The “whats” of music are factual and genre specific; the various aspects of harmony, melody, and rhythm as applicable to a particular genre or style of music. The”whats” are the smallest amount of musical information one needs to learn. The “hows” of musical ideas are universal in nature and take a lifetime to learn. Seymour Fink in his article “Can You Teach Musicality” (May/June 1997 issue of Piano & Keyboard magazine), defines these two processes as ” conscious factual knowledge (knowing what to do)” and ” procedural knowledge (knowing how to do it).”

The “whats” are intellectual in content. The “hows” are experiential and usually learned through direct and continued playing experience. The only way to learn the “hows,” or how to play what you play, is by performing it. Getting on the bandstand, night after night, with better musicians than you so you’re constantly hearing it being played right, trying to get it right by trial and error.
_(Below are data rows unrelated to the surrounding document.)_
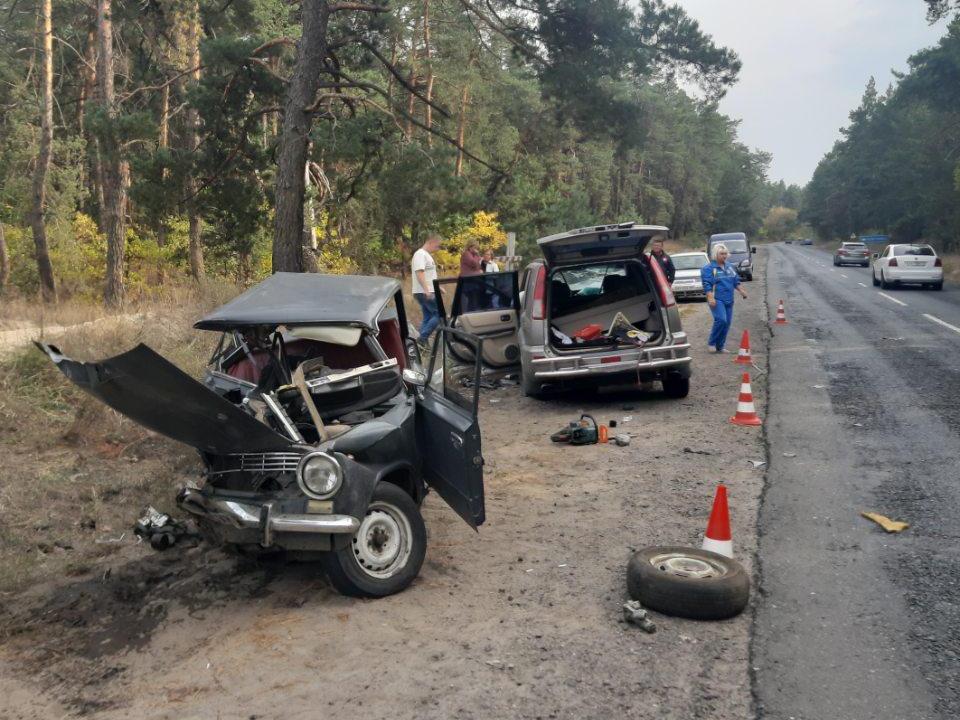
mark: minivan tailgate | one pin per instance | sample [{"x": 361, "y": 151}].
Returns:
[{"x": 602, "y": 242}]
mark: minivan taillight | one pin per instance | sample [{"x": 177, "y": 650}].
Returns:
[
  {"x": 539, "y": 291},
  {"x": 666, "y": 292}
]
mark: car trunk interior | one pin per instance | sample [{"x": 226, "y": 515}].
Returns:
[{"x": 583, "y": 295}]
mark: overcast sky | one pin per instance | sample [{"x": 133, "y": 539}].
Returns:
[{"x": 805, "y": 66}]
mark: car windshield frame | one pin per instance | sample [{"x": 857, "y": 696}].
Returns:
[{"x": 735, "y": 245}]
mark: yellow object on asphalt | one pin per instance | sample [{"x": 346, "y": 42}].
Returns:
[{"x": 886, "y": 523}]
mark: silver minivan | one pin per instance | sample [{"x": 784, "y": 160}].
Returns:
[{"x": 586, "y": 278}]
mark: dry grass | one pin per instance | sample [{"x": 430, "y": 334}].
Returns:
[{"x": 76, "y": 474}]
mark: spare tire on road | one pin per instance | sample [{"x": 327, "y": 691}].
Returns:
[{"x": 687, "y": 582}]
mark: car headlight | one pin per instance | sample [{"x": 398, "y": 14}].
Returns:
[{"x": 319, "y": 475}]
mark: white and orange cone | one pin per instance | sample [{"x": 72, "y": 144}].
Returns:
[
  {"x": 781, "y": 314},
  {"x": 746, "y": 412},
  {"x": 743, "y": 354},
  {"x": 718, "y": 538}
]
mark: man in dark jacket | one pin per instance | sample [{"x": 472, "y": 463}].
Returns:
[{"x": 658, "y": 254}]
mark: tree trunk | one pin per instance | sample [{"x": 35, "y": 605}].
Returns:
[
  {"x": 428, "y": 110},
  {"x": 462, "y": 129},
  {"x": 193, "y": 143},
  {"x": 294, "y": 137},
  {"x": 4, "y": 262},
  {"x": 48, "y": 286},
  {"x": 163, "y": 142},
  {"x": 113, "y": 169}
]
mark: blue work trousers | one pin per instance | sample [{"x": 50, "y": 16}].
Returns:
[
  {"x": 431, "y": 316},
  {"x": 722, "y": 319}
]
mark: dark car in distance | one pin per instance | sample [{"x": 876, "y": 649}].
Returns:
[
  {"x": 851, "y": 253},
  {"x": 317, "y": 429}
]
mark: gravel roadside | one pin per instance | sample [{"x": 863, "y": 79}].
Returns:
[{"x": 521, "y": 620}]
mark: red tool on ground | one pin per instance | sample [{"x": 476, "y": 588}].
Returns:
[
  {"x": 781, "y": 314},
  {"x": 746, "y": 412},
  {"x": 743, "y": 354},
  {"x": 718, "y": 538}
]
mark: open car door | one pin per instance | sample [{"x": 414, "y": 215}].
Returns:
[
  {"x": 486, "y": 306},
  {"x": 447, "y": 427}
]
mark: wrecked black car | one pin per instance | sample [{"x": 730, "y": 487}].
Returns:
[{"x": 317, "y": 426}]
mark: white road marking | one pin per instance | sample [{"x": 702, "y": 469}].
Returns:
[
  {"x": 898, "y": 302},
  {"x": 938, "y": 321}
]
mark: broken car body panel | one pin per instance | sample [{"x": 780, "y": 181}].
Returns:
[
  {"x": 157, "y": 394},
  {"x": 308, "y": 438}
]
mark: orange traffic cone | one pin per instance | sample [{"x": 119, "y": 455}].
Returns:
[
  {"x": 781, "y": 314},
  {"x": 743, "y": 355},
  {"x": 718, "y": 538},
  {"x": 746, "y": 413}
]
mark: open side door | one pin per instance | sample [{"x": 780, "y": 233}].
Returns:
[
  {"x": 486, "y": 306},
  {"x": 448, "y": 433}
]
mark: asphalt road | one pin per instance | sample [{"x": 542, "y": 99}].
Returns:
[{"x": 864, "y": 397}]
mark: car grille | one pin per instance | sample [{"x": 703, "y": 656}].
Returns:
[{"x": 257, "y": 463}]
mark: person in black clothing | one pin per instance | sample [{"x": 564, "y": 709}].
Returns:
[{"x": 666, "y": 264}]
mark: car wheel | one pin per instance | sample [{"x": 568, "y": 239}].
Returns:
[
  {"x": 675, "y": 385},
  {"x": 689, "y": 583},
  {"x": 386, "y": 553}
]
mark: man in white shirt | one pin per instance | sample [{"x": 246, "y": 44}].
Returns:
[{"x": 424, "y": 272}]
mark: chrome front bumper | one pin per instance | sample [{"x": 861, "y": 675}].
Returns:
[
  {"x": 631, "y": 360},
  {"x": 250, "y": 516}
]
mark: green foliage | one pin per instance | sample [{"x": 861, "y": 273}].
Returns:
[
  {"x": 895, "y": 168},
  {"x": 584, "y": 123}
]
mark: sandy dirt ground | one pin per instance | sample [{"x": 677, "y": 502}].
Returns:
[{"x": 520, "y": 620}]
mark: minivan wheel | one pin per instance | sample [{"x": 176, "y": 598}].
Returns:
[
  {"x": 675, "y": 385},
  {"x": 386, "y": 553}
]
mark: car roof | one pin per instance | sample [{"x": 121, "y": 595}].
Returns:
[
  {"x": 305, "y": 299},
  {"x": 720, "y": 237}
]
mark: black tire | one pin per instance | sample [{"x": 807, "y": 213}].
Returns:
[
  {"x": 350, "y": 570},
  {"x": 675, "y": 386},
  {"x": 722, "y": 595}
]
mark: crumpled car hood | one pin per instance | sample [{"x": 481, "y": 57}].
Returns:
[{"x": 158, "y": 395}]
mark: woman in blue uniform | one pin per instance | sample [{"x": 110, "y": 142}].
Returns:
[{"x": 719, "y": 282}]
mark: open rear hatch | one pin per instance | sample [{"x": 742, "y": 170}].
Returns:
[{"x": 158, "y": 395}]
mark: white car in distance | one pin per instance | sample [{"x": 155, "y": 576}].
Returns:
[
  {"x": 907, "y": 263},
  {"x": 687, "y": 283}
]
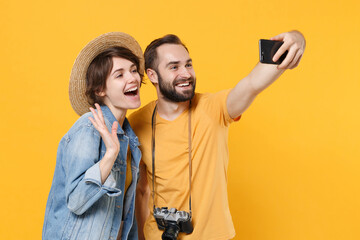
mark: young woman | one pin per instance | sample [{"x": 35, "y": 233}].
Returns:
[{"x": 93, "y": 190}]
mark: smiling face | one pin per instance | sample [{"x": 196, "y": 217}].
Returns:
[
  {"x": 175, "y": 73},
  {"x": 122, "y": 86}
]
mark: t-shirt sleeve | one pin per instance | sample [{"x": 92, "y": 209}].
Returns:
[{"x": 217, "y": 104}]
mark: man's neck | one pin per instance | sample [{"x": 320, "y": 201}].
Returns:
[{"x": 170, "y": 110}]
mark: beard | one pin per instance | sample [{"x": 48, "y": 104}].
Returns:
[{"x": 168, "y": 90}]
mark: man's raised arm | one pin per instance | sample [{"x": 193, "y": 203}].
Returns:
[{"x": 263, "y": 75}]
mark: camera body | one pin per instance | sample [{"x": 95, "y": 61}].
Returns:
[{"x": 173, "y": 222}]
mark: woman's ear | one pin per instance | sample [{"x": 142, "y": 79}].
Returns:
[{"x": 152, "y": 75}]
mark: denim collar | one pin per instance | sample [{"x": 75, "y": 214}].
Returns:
[{"x": 124, "y": 129}]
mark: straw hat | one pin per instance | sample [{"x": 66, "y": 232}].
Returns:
[{"x": 77, "y": 85}]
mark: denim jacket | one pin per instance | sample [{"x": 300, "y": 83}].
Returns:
[{"x": 79, "y": 206}]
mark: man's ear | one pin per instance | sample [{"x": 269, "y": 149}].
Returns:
[
  {"x": 100, "y": 93},
  {"x": 152, "y": 75}
]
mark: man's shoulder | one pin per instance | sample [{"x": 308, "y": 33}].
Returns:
[
  {"x": 204, "y": 98},
  {"x": 142, "y": 115}
]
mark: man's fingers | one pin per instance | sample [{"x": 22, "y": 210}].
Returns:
[
  {"x": 297, "y": 61},
  {"x": 114, "y": 128},
  {"x": 289, "y": 58},
  {"x": 279, "y": 37},
  {"x": 281, "y": 51}
]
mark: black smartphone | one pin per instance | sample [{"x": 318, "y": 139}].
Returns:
[{"x": 268, "y": 48}]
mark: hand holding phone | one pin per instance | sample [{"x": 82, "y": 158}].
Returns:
[{"x": 267, "y": 50}]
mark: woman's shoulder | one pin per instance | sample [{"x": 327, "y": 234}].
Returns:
[{"x": 82, "y": 124}]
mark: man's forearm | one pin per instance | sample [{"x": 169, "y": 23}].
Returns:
[{"x": 262, "y": 76}]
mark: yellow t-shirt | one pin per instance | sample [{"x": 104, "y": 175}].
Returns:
[{"x": 209, "y": 121}]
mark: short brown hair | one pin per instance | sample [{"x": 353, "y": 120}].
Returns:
[
  {"x": 150, "y": 53},
  {"x": 100, "y": 68}
]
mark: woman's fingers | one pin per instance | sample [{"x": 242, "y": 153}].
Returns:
[{"x": 99, "y": 112}]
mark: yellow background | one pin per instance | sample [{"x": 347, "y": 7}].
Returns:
[{"x": 294, "y": 156}]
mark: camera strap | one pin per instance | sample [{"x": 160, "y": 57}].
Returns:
[{"x": 153, "y": 126}]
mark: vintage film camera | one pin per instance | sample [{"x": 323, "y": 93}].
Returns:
[{"x": 172, "y": 222}]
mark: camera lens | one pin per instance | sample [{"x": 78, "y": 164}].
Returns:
[{"x": 171, "y": 232}]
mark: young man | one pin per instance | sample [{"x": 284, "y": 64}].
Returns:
[{"x": 182, "y": 120}]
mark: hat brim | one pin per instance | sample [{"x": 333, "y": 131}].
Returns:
[{"x": 77, "y": 85}]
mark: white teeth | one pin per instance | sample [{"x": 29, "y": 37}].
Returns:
[
  {"x": 131, "y": 89},
  {"x": 184, "y": 84}
]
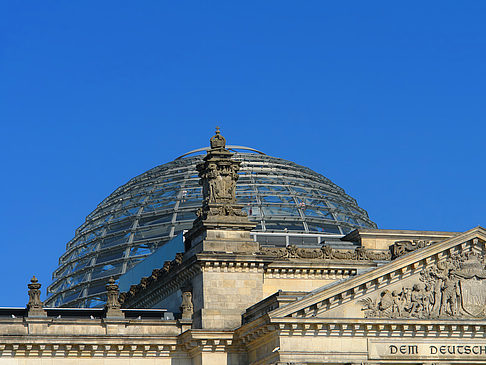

In Forward Motion I’ve attempted to achieve the goal of keeping the intellectual aspects of learning how to play within the scope and context of the oral tradition and the aforementioned scientific principles. In that way students will be encouraged to focus more, on not only the mere information herein, but the processes involved with learning and applying that information.

Problems playing music can be reduced to difficulties that lay within the realm of mental states of mind such as: perception, conception and attitude. Consequently, this is a theory book only in how it relates to changing those states of mind. It is designed to alter a student’s perception of music. What this book is not, is an exercise book. FM is tailored for the intermediate to advanced level musician, credit is given that the reader has the wherewithal to extrapolate the enclosed musical examples into exercises of their own.